27 Dec 2023 13:58

Contract with Westinghouse to buy Ukrainian nuclear power plant reactor cost $437.5 mln - Energoatom

MOSCOW. Dec 27 (Interfax) - The contract between Ukraine's Energoatom and Westinghouse Electric Company for the purchase of a reactor unit for Ukraine's first nuclear power unit using AP1000 technology cost $437.5 million, Ukrainian media reported quoting information that Energoatom published in the electronic Prozorro procurement system.

Energoatom chief Petr Kotin and Westinghouse CEO Patrick Fragman signed an agreement on December 17 to deliver a new reactor for what will be Ukraine's first AP1000 unit at the Khmelnitsky NPP.

The unit has already been manufactured and is currently in the United States, Galushchenko said. Construction work at the Khmelnitsky NPP site will begin once the Verkhovna Rada adopts the required legislation. Once the law is adopted, the company will be ready to begin construction as soon as possible; the unit will add 1.1 GW of installed electrical capacity to the country's energy system. This reactor could be launched at Khmelnitsky Nuclear Power Plant in 2028-2029. The Khmelnitsky NPP currently operates two units with combined capacity of 2 GW.

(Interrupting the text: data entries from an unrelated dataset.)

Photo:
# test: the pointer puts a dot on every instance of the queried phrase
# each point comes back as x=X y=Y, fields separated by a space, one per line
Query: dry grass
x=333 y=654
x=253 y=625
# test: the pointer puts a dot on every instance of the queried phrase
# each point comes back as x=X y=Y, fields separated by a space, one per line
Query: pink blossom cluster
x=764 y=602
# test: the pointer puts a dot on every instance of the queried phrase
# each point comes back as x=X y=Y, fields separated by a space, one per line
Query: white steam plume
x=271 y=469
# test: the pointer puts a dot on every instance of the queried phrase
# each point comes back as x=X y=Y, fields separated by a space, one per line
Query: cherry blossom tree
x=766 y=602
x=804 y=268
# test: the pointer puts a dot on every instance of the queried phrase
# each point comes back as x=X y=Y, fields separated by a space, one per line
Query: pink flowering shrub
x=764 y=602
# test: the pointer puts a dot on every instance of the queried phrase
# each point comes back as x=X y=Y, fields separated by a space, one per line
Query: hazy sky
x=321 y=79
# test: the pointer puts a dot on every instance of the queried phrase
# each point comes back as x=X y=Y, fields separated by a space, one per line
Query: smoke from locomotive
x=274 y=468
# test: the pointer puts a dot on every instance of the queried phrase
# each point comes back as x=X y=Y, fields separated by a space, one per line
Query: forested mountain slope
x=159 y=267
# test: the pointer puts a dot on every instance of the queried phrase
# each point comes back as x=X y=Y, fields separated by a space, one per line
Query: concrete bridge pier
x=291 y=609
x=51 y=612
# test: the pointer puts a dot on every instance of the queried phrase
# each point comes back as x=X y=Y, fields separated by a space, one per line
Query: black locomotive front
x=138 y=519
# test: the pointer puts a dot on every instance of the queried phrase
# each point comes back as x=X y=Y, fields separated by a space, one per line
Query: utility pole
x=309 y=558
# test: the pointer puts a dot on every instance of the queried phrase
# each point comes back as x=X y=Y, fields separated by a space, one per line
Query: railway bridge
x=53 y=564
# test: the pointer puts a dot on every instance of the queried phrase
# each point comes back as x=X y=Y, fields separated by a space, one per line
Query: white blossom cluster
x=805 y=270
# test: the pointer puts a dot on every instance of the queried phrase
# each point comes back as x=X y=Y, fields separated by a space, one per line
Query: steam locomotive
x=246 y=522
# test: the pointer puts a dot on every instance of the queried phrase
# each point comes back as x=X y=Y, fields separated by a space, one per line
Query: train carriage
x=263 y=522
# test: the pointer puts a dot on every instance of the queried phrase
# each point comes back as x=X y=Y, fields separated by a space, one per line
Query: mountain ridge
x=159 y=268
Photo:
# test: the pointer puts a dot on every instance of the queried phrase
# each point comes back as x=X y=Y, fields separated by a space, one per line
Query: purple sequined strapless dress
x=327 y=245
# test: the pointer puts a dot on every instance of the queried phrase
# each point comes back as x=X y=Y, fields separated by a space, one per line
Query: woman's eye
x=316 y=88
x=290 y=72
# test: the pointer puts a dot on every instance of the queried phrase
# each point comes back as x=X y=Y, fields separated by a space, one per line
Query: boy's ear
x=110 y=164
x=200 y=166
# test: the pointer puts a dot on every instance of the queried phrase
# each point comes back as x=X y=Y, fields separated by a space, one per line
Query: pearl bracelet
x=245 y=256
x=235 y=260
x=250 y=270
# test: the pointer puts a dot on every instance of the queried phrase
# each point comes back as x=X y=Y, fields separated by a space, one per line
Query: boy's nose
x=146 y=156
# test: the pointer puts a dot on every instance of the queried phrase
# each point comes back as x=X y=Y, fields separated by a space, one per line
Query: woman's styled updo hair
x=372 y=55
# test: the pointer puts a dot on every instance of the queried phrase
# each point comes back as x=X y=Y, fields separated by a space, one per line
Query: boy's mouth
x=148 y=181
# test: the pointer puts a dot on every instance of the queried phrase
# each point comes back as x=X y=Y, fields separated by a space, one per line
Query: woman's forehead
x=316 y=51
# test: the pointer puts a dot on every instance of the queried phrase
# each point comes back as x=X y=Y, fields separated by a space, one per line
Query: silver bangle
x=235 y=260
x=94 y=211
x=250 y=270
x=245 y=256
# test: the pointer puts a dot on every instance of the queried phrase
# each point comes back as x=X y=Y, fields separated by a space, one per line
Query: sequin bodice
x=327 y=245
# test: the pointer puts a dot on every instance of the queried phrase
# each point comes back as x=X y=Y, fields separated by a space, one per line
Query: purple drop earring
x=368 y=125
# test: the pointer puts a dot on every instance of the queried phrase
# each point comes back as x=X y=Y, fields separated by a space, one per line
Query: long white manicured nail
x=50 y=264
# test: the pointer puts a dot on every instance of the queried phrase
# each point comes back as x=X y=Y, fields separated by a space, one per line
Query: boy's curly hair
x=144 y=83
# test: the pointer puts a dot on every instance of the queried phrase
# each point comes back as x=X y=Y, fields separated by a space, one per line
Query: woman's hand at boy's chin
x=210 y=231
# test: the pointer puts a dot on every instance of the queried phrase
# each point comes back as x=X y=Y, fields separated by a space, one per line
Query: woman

Energoatom and Westinghouse signed a memorandum in the fall of 2021 on the construction of five nuclear power units in Ukraine, and in the summer of 2022, an agreement to increase the number of nuclear units using AP1000 technology to nine and to create a Westinghouse engineering and technical center in the country. A contract was also signed for the development of an updated feasibility study for the construction of two AP1000 units at the Khmelnitsky NPP site.

After the abandonment of Russian nuclear fuel, Westinghouse became the only supplier of fuel assemblies for Ukrainian nuclear power plants.